Vernaccia di San Gimignano是唯一達到DOCG級別的托斯卡納白酒產區。遠早於升級到DOCG之前，它是被最早定義為DOC的產區之一。它的名字取自葡萄Vernaccia及異常美麗的古城San Gimignano。此區的酒是金色為主，入口乾爽，香氣充滿花香，成熟的柑橘果味及稻草。
Vin Santo is surely reminiscent of the amber and medium-bodied sweet wine that gives honey and creamy aroma you tasted last time. Without a doubt, it has long been renowned for the skillful winemaking of dessert wines in an array of styles. As a matter of fact, the sweetness level can be from bone dry, almost like Fino Sherry, to botrytized wines in Sauternes of France and Mosel of Germany. Typical white grape varieties incorporate Trebbiano and Malvasia while Sangiovese may be used to make rose wines.
Vin Santo不禁令人想起琥珀色，中度酒體，帶有蜜糖和奶油味道的甜酒。無可否認的是它以造不同風格的甜酒聞名，但很多人不知道的是酒的甜度亦大有不同，從乾身如Fino Sherry，到如產自法國Sauternes及德國Mosel的貴腐酒也有。區內常見白葡萄有Trebbiano和Malvasia，而Sangiovese亦被用作造粉紅酒。
The use of international grapes in some of the wineries give rise to Super Tuscans, showing the world Italians can also produce excellent wines from non-local varieties. Originally winemakers in Tuscany could only produce wines from local grapes. Mario Incisa della Rocchetta, owner of Tenuta San Guido in Bolgheri, planted Cabernet Sauvignon in his winery to produce Sassicaia. It was a privately consumed wine until being released in 1971 commercially. The excellent quality of the wine shocked the industry as the wine was not made by local grapes, attracting a cult following. The boom urged the authority to create a less restrictive IGT Toscana designation in 1992 and the exclusive Bolgheri Sassicaia DOC in 1994. Italian winemakers then have more opportunities to explore the potential of Tuscany to strive for a perfect cuvee.

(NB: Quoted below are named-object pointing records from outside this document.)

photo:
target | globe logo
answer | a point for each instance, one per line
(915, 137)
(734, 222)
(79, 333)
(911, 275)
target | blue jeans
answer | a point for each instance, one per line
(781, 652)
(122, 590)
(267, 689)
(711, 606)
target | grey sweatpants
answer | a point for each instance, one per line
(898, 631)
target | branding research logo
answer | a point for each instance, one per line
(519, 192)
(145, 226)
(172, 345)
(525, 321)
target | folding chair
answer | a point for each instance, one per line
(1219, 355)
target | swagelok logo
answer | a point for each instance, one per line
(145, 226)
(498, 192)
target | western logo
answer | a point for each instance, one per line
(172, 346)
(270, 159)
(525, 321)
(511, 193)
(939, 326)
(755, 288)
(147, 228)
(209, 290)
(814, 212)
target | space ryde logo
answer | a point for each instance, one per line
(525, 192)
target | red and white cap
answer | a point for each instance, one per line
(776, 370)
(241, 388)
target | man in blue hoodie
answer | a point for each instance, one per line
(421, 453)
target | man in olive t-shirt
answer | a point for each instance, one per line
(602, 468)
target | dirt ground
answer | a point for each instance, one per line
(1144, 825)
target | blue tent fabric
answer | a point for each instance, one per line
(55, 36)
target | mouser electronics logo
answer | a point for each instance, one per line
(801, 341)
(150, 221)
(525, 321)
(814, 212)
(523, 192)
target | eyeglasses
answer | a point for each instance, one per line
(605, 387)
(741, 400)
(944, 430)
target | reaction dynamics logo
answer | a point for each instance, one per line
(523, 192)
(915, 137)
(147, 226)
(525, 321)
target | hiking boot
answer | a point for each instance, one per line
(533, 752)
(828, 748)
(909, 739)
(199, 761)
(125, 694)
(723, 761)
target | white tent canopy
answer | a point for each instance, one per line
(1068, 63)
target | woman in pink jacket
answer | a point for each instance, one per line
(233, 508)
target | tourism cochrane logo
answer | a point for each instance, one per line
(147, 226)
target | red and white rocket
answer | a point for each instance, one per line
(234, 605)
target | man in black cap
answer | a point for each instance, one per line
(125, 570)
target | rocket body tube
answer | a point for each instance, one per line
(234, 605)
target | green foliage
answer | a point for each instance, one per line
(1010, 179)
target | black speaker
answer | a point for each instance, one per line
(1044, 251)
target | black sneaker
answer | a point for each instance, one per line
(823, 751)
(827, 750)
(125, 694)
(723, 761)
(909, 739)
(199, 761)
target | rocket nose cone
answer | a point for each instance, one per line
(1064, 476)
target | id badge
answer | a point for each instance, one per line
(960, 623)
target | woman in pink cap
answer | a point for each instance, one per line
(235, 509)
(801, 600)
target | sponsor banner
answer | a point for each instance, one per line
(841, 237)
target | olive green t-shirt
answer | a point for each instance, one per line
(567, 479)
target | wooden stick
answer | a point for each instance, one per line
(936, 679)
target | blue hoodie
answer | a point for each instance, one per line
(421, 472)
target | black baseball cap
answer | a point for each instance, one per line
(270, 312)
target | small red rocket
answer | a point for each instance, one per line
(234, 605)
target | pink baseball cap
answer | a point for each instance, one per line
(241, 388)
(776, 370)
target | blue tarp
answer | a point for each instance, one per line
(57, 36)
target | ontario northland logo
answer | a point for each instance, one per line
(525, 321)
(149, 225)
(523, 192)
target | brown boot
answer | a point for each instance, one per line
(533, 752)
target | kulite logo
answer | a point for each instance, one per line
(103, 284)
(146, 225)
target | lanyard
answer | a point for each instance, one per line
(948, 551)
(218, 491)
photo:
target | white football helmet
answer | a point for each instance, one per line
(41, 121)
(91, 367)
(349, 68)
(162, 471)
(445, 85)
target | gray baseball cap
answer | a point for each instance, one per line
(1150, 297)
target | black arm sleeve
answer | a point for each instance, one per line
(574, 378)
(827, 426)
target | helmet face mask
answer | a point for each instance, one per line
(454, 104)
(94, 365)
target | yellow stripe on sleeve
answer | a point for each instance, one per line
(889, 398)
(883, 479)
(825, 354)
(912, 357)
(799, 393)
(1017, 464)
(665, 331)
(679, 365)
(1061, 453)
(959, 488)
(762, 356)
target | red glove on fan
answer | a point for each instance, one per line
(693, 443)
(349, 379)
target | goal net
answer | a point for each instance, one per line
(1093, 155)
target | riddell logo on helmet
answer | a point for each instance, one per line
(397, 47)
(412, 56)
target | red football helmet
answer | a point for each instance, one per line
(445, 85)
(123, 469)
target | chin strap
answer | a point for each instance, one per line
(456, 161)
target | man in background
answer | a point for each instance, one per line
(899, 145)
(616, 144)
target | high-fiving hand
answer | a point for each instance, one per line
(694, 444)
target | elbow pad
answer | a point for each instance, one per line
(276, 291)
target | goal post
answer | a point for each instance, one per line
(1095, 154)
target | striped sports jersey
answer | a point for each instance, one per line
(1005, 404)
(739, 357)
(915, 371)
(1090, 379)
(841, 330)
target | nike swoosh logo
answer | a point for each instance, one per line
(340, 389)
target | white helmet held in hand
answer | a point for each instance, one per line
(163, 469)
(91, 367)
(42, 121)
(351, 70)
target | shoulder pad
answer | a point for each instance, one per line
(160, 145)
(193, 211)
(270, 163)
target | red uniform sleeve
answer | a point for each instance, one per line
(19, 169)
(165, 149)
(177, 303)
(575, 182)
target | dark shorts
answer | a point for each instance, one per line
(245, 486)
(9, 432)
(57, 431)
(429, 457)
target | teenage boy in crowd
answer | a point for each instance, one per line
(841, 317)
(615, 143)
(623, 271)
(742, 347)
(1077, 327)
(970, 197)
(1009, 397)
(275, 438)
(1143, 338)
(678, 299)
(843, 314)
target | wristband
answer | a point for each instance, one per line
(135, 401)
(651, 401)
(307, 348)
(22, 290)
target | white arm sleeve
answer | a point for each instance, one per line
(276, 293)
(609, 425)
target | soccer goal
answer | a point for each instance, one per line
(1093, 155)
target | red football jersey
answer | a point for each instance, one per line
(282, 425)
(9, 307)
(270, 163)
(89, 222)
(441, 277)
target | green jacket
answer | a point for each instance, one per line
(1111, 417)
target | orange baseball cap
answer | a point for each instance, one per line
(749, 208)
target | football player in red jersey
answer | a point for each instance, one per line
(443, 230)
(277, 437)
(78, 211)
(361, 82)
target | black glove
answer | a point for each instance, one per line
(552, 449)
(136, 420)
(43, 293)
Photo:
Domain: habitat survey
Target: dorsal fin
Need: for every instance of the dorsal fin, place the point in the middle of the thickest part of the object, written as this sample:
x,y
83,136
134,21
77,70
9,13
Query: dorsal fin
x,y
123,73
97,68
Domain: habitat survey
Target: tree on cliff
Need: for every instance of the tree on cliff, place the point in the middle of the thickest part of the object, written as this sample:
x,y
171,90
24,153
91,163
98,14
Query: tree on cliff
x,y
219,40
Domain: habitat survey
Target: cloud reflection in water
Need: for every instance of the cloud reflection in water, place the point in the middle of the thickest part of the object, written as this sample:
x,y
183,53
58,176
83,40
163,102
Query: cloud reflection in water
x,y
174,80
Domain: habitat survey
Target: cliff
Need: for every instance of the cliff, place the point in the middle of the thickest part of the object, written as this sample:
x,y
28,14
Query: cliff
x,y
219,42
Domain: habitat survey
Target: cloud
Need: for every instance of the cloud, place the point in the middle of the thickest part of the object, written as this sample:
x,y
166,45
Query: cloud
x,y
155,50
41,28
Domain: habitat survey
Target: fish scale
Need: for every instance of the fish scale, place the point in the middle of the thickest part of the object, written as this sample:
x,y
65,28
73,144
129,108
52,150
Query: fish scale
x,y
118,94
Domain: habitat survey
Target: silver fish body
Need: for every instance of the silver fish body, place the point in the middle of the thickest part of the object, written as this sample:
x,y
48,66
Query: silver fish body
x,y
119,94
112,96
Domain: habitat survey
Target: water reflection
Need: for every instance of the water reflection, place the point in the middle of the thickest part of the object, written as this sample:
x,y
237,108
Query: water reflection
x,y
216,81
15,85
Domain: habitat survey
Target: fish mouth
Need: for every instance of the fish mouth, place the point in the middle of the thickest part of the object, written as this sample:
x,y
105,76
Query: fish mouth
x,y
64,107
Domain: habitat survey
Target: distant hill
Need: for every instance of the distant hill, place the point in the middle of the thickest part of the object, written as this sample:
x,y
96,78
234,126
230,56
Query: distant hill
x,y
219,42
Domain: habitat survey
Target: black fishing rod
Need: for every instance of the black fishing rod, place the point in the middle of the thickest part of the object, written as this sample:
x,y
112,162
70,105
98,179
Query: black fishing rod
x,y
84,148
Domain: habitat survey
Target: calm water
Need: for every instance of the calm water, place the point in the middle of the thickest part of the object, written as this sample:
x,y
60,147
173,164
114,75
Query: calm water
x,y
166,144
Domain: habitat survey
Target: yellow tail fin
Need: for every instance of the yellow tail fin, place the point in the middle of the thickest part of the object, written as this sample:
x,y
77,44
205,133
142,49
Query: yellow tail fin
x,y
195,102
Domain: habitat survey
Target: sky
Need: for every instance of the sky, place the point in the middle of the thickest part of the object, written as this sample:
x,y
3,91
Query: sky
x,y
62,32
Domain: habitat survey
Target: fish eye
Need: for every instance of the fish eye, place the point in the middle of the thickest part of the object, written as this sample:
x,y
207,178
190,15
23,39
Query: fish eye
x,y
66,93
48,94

超級托斯卡納隨著酒莊使用外國葡萄而冒起，向世界展示意大利人能用非本地葡萄釀造超凡葡萄酒。原本托斯卡納的釀酒師只能使用本土葡萄，但Tenuta San Guido莊主Mario Incisa della Rocchetta決定於Bolgheri的酒莊種植Cabernet Sauvignon去釀造Sassicaia。Sassicaia本來只供私人飲用直至1971年正式推出，它的超卓質素震撼整個業界，讓眾多飲家了解到出色的意大利酒不一定要用意大利葡萄，吸引了一班支持者。超級托斯卡納的熱潮迫使當局於1992年建立較少限制的IGT Toscana及於1994年建立特有的Bolgheri Sassicaia DOC分級，及後意大利釀酒師就有更多機會去探索托斯卡納的潛能及追求完美的佳釀。